Stochastic Proximal Gradient Descent for Nuclear Norm Regularization
This work addresses the computational bottleneck of large-scale matrix optimization for researchers and practitioners in machine learning and data analysis, offering a more memory-efficient method.
The paper tackles the high space complexity of nuclear norm regularized convex composite optimization by proposing a stochastic proximal gradient descent algorithm that reduces space complexity from O(mn) to O(m+n) while achieving O(log T/√T) and O(log T/T) convergence rates for general and strongly convex functions, respectively.

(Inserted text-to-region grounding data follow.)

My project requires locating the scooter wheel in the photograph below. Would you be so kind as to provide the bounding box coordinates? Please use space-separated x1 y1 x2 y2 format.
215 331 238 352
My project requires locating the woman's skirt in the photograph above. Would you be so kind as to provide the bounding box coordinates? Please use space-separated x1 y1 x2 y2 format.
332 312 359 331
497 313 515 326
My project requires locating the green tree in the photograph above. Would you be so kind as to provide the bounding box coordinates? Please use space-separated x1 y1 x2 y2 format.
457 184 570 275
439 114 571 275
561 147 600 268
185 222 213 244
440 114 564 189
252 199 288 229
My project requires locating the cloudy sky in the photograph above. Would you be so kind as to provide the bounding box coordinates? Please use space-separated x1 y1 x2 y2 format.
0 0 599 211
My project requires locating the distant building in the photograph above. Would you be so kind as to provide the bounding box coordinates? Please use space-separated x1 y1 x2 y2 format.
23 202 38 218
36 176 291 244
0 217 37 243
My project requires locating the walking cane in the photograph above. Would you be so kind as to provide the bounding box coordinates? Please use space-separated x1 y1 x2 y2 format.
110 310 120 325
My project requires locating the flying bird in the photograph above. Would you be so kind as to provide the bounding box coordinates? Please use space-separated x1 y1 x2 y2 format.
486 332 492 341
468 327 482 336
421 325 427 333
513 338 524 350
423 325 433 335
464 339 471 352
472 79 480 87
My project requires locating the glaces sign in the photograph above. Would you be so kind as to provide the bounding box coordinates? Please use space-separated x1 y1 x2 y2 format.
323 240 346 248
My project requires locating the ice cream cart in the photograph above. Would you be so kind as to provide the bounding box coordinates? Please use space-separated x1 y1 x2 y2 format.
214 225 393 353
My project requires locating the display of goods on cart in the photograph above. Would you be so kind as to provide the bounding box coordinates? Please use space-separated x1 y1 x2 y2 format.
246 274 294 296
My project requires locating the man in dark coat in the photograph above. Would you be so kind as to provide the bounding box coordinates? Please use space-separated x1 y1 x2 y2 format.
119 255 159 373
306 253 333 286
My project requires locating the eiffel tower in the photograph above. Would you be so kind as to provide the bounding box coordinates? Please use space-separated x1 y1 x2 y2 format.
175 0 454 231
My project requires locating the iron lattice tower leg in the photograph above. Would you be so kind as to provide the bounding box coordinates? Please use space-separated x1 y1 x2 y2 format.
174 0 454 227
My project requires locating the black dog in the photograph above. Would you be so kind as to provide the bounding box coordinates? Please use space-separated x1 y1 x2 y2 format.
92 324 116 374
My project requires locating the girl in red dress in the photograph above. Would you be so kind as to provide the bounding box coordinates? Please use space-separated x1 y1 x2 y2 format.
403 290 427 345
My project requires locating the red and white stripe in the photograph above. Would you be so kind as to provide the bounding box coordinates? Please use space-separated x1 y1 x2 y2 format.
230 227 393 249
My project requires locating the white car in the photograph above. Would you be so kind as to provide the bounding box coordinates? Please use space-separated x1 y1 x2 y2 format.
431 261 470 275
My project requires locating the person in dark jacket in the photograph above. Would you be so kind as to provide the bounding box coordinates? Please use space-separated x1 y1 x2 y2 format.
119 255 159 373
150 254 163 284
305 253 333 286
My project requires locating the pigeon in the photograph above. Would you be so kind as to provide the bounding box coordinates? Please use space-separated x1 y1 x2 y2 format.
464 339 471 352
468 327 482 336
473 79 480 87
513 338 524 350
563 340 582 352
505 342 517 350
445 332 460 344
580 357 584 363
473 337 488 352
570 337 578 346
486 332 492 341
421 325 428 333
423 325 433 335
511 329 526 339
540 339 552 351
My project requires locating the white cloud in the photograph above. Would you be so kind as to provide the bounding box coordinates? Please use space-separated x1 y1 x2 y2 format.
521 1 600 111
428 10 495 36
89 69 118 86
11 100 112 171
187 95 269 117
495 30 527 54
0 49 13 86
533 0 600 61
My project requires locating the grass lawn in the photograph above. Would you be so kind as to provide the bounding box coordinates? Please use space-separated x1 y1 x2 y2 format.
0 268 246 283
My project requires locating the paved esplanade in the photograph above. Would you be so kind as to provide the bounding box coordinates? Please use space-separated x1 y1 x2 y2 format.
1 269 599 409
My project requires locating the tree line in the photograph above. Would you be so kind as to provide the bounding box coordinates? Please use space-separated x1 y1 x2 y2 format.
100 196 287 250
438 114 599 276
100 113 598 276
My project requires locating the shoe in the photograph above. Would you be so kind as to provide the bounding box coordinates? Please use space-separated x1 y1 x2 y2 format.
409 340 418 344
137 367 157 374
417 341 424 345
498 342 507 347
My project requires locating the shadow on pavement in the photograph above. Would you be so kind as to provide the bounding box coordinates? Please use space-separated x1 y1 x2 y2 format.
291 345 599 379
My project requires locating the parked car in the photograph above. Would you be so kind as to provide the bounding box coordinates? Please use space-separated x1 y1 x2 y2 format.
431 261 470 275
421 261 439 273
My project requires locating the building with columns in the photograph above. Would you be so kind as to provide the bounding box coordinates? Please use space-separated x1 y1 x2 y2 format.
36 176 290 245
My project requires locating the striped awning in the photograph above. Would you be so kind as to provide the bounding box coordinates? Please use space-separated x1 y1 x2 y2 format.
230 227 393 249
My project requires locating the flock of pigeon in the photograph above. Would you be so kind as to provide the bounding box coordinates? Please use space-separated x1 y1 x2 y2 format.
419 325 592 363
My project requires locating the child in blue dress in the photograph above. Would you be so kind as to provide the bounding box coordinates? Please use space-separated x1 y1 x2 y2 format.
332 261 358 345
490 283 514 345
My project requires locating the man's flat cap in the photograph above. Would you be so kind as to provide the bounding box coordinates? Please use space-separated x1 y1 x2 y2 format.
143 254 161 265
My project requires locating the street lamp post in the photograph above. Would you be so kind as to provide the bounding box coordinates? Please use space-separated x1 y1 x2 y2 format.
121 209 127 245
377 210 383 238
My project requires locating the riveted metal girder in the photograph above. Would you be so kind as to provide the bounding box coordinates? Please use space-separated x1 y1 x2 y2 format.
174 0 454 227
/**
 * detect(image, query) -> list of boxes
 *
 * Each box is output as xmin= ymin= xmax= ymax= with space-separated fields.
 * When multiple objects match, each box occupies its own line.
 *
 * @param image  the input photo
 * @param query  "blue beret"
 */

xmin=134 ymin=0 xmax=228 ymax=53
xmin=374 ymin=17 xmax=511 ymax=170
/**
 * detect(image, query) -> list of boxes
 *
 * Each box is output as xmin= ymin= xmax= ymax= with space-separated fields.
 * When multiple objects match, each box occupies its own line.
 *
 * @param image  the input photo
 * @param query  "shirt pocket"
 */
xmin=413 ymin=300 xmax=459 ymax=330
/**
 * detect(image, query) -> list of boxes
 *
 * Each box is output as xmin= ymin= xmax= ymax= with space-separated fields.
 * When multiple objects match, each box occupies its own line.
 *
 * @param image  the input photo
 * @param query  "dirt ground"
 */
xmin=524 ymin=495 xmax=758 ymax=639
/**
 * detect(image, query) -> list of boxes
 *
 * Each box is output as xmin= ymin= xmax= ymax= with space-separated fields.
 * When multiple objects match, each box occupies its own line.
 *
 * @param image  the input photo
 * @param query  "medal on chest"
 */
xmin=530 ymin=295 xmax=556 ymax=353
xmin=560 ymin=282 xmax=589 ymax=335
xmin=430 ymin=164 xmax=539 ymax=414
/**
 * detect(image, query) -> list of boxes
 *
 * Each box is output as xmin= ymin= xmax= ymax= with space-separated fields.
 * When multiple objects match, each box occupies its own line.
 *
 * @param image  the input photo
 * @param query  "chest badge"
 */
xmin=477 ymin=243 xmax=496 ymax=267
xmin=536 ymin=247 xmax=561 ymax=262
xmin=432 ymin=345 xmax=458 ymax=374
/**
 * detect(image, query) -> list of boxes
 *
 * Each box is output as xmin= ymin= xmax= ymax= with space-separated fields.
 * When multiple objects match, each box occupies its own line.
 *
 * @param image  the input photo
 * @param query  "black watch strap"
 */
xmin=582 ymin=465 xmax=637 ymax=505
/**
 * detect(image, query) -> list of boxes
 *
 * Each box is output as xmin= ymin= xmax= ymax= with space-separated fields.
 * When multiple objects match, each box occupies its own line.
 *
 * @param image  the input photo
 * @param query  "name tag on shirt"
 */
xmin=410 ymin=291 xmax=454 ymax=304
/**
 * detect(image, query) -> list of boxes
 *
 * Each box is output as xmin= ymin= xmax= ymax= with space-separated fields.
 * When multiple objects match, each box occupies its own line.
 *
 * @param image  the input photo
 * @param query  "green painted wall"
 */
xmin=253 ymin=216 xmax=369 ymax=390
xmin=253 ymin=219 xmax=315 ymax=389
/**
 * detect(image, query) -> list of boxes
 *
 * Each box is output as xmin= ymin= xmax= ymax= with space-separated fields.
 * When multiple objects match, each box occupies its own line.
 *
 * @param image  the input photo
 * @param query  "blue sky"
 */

In this paper, we utilize stochastic optimization to reduce the space complexity of convex composite optimization with a nuclear norm regularizer, where the variable is a matrix of size $m \times n$. By constructing a low-rank estimate of the gradient, we propose an iterative algorithm based on stochastic proximal gradient descent (SPGD), and take the last iterate of SPGD as the final solution. The main advantage of the proposed algorithm is that its space complexity is $O(m+n)$, in contrast, most of previous algorithms have a $O(mn)$ space complexity. Theoretical analysis shows that it achieves $O(\log T/\sqrt{T})$ and $O(\log T/T)$ convergence rates for general convex functions and strongly convex functions, respectively.